# Construction of substitution matrices

**Prerequisites:**Knowledge equivalent to the tutorial Pair-wise sequence alignment.

**Level:**Intermediate.

**Objectives:**

- To understand how PAM and BLOSUM substitution matrices are constructed.

- To understand how a scoring system reflects similarity in DNA sequence alignments.

- To have a basic knowledge of how to select a substitution matrix to make a relevant database search.

#### Introduction

It is possible to measure sequence similarity in many different ways, such as counting the number of differences between them (*Hamming distance*), counting the number of insertions, deletions, and substitutions required to make two sequences identical (*Levenshtein distance*), percent identity or just use an arbitrary scoring system for matches, mismatches, insertions, and deletions. All these methods yield a measure of a relationship between the sequences, but none reflect any biological association between them.
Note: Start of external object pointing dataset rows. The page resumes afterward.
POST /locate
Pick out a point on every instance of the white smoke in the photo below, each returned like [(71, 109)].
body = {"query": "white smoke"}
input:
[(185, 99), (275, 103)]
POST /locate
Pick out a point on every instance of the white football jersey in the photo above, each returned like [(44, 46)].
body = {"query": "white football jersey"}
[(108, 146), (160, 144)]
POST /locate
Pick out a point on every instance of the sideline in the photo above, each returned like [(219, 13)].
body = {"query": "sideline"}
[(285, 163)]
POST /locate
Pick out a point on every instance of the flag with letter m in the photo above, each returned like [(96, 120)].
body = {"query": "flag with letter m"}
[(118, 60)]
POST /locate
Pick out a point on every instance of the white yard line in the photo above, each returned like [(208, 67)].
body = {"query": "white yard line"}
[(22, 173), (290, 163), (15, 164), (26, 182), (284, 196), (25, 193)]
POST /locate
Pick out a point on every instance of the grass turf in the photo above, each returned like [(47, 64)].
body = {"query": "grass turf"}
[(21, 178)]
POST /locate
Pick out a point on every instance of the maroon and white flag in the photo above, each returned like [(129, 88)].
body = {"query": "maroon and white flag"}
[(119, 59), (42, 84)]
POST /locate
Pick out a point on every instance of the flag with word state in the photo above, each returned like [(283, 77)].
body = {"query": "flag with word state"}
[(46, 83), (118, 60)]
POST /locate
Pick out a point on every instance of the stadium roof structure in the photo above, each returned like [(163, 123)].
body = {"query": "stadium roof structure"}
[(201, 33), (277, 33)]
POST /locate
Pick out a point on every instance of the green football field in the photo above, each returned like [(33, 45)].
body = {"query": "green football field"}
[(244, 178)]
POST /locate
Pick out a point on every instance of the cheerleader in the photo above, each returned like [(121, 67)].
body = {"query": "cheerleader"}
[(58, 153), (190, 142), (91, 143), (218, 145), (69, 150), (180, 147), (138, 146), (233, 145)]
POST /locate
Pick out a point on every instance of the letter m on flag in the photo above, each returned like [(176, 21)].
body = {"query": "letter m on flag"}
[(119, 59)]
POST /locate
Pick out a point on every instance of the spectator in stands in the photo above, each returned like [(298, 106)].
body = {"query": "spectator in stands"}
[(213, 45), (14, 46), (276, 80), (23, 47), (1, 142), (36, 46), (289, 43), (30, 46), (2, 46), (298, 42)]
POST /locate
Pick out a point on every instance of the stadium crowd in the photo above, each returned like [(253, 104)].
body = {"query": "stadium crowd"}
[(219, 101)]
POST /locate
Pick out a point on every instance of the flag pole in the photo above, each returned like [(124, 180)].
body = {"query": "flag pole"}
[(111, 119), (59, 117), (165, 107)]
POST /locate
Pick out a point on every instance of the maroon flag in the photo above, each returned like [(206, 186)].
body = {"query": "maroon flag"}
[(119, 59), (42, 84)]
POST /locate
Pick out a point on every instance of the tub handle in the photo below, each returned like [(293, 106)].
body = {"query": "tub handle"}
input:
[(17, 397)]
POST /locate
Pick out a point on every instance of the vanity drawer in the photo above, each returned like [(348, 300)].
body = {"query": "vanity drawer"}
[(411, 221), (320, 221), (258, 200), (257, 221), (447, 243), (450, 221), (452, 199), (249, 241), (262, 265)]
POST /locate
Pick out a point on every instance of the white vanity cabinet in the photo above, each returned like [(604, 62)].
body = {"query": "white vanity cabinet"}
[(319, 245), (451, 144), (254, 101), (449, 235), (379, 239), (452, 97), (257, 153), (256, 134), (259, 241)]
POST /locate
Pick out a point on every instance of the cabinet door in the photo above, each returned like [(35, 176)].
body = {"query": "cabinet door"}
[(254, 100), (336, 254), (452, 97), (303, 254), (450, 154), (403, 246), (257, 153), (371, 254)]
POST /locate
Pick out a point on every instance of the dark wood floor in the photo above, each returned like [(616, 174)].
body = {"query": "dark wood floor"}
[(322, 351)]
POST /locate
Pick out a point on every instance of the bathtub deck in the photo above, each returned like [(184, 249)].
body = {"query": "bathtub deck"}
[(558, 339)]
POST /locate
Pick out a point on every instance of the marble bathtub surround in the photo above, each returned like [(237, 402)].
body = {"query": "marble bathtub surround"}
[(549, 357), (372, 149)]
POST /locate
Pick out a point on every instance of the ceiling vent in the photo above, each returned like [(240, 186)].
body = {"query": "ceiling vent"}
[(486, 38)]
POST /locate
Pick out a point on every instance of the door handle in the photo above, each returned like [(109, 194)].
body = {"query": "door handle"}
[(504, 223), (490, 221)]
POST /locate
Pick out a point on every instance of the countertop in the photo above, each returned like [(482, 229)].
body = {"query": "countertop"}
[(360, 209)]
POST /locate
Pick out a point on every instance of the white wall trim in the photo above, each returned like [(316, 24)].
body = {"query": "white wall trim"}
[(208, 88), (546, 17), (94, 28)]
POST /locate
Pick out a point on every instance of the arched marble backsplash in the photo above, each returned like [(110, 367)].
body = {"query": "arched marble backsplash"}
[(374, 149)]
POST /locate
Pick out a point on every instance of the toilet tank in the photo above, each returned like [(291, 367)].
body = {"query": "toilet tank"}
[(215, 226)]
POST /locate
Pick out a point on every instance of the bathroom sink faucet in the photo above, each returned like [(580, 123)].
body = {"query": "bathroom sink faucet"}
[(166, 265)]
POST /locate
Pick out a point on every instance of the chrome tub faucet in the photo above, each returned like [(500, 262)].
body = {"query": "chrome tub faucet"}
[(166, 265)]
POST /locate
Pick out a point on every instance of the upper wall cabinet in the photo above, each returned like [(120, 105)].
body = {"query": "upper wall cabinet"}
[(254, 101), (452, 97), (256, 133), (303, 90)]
In the realm of bioinformatics, we are interested in an evolutionary relationship of DNA and protein sequences, except in the case of sequence assembly where measuring sequencing errors and separating repeats are central.

Sequences may be more or less similar by sheer random chance, and consequently, we need a method to distinguish a random similarity from the similarity caused by evolutionary relationship. In other words, we wish to know whether sequences are homologous, i.e., have a common ancestor and in particular whether sequences have the same function despite not having identical sequences. Being able to determine if two sequences have the same function is useful in appraising the function of an unknown protein and gene by comparison to a known one.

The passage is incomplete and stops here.